Regarding asparagine uptake in M. tuberculosis, it is clear from the present study that one or more transporter(s) complement the function of AnsP2, since the ansP2-KO mutant was only partially impaired in nitrogen incorporation from asparagine in vitro, and it was not attenuated inside host cells and in vivo. The AnsP2 paralogue AnsP1 (72% identity) is an obvious candidate to fulfill this function [32]. However, we previously reported that the M. tuberculosis ansP1-KO mutant grows and incorporates asparagine equally well, compared to the wild-type strain, when grown on asparagine as sole nitrogen source [30]. Furthermore, we found the ansP1-KO mutant transports asparagine to the same extent as the wild-type strain in vitro (data not shown). In addition to AnsP1, two other putative amino acid transporters, namely CycA/Rv1704c and GabP/Rv0522 [32], show some similarity with AnsP2 (38% and 34% identity, respectively) and may contribute to asparagine transport. The construction of multiple mutants inactivated in two or more of these candidates will be required in order to uncover the complete asparagine transport machinery in M. tuberculosis, which will be the purpose of future study. Nevertheless, our results identify AnsP2 as an important asparagine transporter in M. tuberculosis, in particular at acidic pH.
Beyond the complexity of asparagine uptake, further efforts should be allocated to deciphering the exact contribution of AnsA to mycobacterial virulence. Whether attenuation of the ansA-KO mutant in vivo is due to its inability to counteract phagosome acidification and/or to incorporate nitrogen from asparagine resulting in an impaired fitness will require careful investigation; however such an investigation will be made difficult by the intrinsically linked nature of the asparagine hydrolysis, ammonia release and pH buffering phenomenons in M. tuberculosis, as revealed by our study and in a previous report [46]. In this context, it is worth noticing that, like AnsA, another mycobacterial hydrolase, namely the urease, was proposed to play a part both in nitrogen acquisition and in counteracting phagosome acidification through hydrolysis of urea and subsequent release of ammonia [53]–[55]. However, unlike for AnsA, mycobacterial mutants deficient in urease production are barely impaired in intracellular survival and their capacity to persist or multiply in vivo is not affected [53]–[55].
Finally, a role for asparaginase in virulence of other bacterial pathogens, including Helicobacter pylori, Campylobacter jejuni and Salmonella typhimurium, has been reported [56]–[60]. In these species, asparaginase is secreted into the periplasm and is thought to contribute to host colonization either through direct microbial asparagine utilization in vivo [56], or through indirect starvation-mediated exhaustion of immune cells following asparagine depletion in infected tissues [57]–[60]. The M. tuberculosis asparaginase AnsA does not contain any detectable signal sequence in its N-terminal end. Yet, we show that this enzyme is secreted in vitro and inside infected macrophages through an alternative SecA2- and ESX-1-independent pathway that relies, at least partially, on the ESX-5 type VII secretion system [50]. The exact mechanism of AnsA secretion, and the extent to which ESX-5 is involved in this process, remain to be further delineated; however it is worth noticing that AnsA contains two sequences resembling the ESX secretion signal consensus YXXXD/E: Y207PGSD211 and Y282GPGHD287 [61]. Whether these motifs play a part in AnsA secretion will need to be understood; equally important will be to understand the role of AnsA beyond nitrogen supply to the pathogen, possibly in asparagine depletion and immune cell exhaustion, as reported for other pathogens [57].
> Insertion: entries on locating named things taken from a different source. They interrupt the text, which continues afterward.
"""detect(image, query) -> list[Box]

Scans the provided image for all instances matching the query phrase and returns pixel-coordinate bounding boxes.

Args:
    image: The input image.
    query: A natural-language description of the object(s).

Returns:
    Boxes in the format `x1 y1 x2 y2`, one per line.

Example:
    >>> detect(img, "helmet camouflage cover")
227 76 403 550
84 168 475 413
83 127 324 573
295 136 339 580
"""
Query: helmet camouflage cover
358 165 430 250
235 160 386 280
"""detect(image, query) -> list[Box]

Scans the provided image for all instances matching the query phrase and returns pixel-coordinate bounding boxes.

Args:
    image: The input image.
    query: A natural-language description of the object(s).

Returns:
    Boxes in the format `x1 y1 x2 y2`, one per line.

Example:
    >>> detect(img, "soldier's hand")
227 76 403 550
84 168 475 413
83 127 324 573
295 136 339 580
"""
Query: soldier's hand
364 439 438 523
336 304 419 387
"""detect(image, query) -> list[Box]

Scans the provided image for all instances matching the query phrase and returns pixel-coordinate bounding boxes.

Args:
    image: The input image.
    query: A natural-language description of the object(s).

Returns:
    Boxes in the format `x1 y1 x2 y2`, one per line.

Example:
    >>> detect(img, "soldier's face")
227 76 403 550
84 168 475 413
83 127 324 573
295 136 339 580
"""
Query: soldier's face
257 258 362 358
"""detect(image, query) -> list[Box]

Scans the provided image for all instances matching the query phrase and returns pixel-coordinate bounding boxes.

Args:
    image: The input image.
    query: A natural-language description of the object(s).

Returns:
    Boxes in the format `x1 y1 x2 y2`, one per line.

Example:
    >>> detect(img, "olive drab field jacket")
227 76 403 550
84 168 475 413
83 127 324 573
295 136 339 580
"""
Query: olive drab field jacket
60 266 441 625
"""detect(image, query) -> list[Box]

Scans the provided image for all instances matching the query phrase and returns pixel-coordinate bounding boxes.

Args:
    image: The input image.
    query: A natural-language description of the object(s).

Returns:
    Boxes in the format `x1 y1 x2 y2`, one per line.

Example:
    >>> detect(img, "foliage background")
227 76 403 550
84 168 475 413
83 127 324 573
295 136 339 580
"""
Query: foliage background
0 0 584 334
In conclusion, our study provides yet another example of the tight connections forged throughout evolution between physiology and virulence in microbial pathogens. It also highlights the need to further explore the expanding field of metabolism and infection in order to accelerate the identification and validation of novel strategies to combat infections and disease.
Materials & Methods
Mycobacteria and culture conditions
Mycobacteria were grown at 37°C in Middlebrook 7H9 medium (Difco) supplemented with 10% albumin-dextrose-catalase (ADC, Difco) and 0.05% Tween-80 (Sigma), or on Middlebrook 7H11 agar medium (Difco) supplemented with 10% oleic acid-albumindextrose- catalase supplement (OADC, Difco). When required, kanamycin, hygromycin, streptomycin (50 µg/mL) or zeocin (25 µg/mL) were added to the culture media. The ESX-1 and ESX-5 mutants have been described previously [62], [63]. A SecA2 mutant carrying a kanamycin-inactivated copy of the secA2/rv1821 gene was constructed using a similar strategy based on the ts-SacB technology (Bottai et al. Unpublished data). For growth tests with asparagine as a carbon source, bacteria were grown in Sauton's modified medium (pH 6.5–7.0) containing, 0.5 g/L KH2PO4, 0.5 g/L MgSO4, 50 mM asparagine, 0.05% tyloxapol (Sigma) and supplemented with or without 10 g/L glycerol and 15 mM (NH4)2SO4. For growth tests with asparagine as sole nitrogen source, bacteria were grown in Sauton's modified medium containing 0.05% Tween-80, 0.5 g/L KH2PO4, 0.5 g/L MgSO4, 2 g/L citric acid, 10 g/L glycerol and 5 mM asparagine prepared in tap water and neutralized to pH 7.0 or pH 5.5 with NaOH before autoclaving. Cultures were performed in triplicate in glass tubes and bacterial growth was monitored measuring turbidity (in McFarland units) over time using a Densimat apparatus (BioMerieux).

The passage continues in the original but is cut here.